[Date Prev][Date Next][Thread Prev][Thread Next][Date Index][Thread Index]

Re: [idn] I-D ACTION:draft-ietf-idn-uri-00.txt



> The general question here is ``What will happen if we start using IDNs
> before we do the software upgrades necessary to make IDNs work?''
> 
> UTF-8 IDNs will cause trouble in this case. The point I'm making is that
> ACE IDNs will cause trouble too.

I doubt that anyone disagrees with you on that, but the presumption is
that ACE IDNs will cause less trouble than UTF-8 IDNs.  

Every UTF-8 IDN (except for IDNs that consist of only ASCII characters)
will cause trouble for a significant number of UAs and MTAs.  

But (assuming careful choice of the ACE) few ACE IDNs are likely to be 
significantly longer than UTF-8 IDNs, and the number of MTAs and UAs
that have trouble with long addresses is significantly less than the 
number of MTAs and UAs that have trouble with  8-bit characters.
Indeed, one of the complaints that has been frequently made about UTF-8 
is that it's a very pessimal encoding for some languages; hence, some 
of the ACE schemes are designed to be more compact than UTF-8.
 
> Maynard Kang writes:
> > If you use UTF-8 (or any 8-bit CES) in e-mail addresses, SMTP servers which
> > adhere strictly to RFC 821 will blow up due to the US-ASCII restriction. If
> > you use ACE, perhaps only your mailing list software will blow up.
> 
> My software doesn't have any trouble. 

You posted an example where you claimed that your software would have 
trouble, because that software generates unusually long local-parts,
leaving very little room for domain names.

You claimed that ACE IDNs would cause those addresses to become even
longer, thus preventing your software from functioning.  But you could
just as easily find examples where UTF-8 IDNs would cause those 
addresses to become longer.   And depending on your choice of ACE
scheme and your choice of IDN, you can find examples to support an
argument that either representation is longer than the other.

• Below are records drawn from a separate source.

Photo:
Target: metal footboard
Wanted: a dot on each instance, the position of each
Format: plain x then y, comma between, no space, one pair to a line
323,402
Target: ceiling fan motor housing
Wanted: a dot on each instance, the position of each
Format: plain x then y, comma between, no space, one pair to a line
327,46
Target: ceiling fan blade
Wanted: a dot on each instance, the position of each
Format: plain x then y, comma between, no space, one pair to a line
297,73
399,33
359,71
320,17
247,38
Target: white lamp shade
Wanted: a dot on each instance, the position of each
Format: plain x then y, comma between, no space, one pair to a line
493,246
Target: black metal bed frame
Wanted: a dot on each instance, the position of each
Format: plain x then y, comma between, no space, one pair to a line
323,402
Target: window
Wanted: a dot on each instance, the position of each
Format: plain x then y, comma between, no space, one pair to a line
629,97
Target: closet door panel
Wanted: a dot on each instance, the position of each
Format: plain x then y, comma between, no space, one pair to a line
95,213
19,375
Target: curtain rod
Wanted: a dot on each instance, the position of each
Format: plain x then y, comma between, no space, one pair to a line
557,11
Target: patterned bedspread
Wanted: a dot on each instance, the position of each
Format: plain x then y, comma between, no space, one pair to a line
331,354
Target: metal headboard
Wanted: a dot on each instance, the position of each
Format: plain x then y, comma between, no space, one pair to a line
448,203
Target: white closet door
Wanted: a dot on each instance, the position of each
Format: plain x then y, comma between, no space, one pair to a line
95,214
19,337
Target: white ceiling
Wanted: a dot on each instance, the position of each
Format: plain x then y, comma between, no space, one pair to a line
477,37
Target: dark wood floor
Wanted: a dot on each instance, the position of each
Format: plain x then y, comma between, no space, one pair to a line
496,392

It's almost inevitable that representation of strings with a character 
repertoire greater than 2**16 in size will take up more space than a 
representation of strings with a character repertoire less than 2**8 
in size.  Thus, longer names is part of the price of having IDNs,
no matter what encoding scheme is used.  Of course, we do want to find
a compact encoding for IDNs, but the right answer seems to be a tradeoff
between maximizing space efficiency, minimizing implementation complexity, 
and minimizing impact on existing software that expects ASCII.

Keith